John Wright (fl. 1602-1658) was a major London publisher and bookseller and one of the two booksellers who sold Shakespeare's Sonnets in 1609. He also was a member of the syndicate that printed the Shakespeare First Folio in 1623. He published several editions of Christopher Marlowe's Doctor Faustus beginning with the second in 1616, was an official printer for the Parliament of England, and published several early newspapers and ballads.

==Career==

Wright finished his apprenticeship in 1602 and published many notable books, setting up his business at the Kings Head in the Old Bailey. He was the chief publisher of ballads in partnership with Fr. Coles, T. Vere, and W. Gilbertson. In 1609 he and bookseller William Aspley were the vendors of Shakespeare's sonnets, and seven of the 13 extant copies bear Wright's imprint.

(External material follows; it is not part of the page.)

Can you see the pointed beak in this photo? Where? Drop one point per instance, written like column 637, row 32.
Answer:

His publication of a book against the Parliament in 1643 caused him to be committed to the Compter, but by the next month he had become one of the official printers for the body.

On 11 May 1643, he started a news-sheet called Mercurius Civicus with Thomas Bates, which ran until the end of 1646. Each issue included a woodcut or two on the first page illustrate some event. Wright and Bates were also published The True Informer, another news-sheet.

==Family and death==

Wright married Katherine, the daughter of Christopher Hatfield, citizen and cutler of London, and is mentioned in his will. They had a son, John Wright Jr. Wright died in May 1658 and was buried on the 11th of that month.

==John Wright Jr.==

John Wright Jr., became his father's partner beginning in 1634 and ran the business after his father's death until 1667. On 13 June 1742 he obtained the rights to 62 publications from Robert Bird and Edward Brewster, including The History of Gargantua, A Book of Riddles, and Robinson's Citharine book. He also continued the ballad printing partnership. He included his address, "dwelling at the upper end of the Old Bayley" on his early imprints, and later "at the Globe in Little Britain".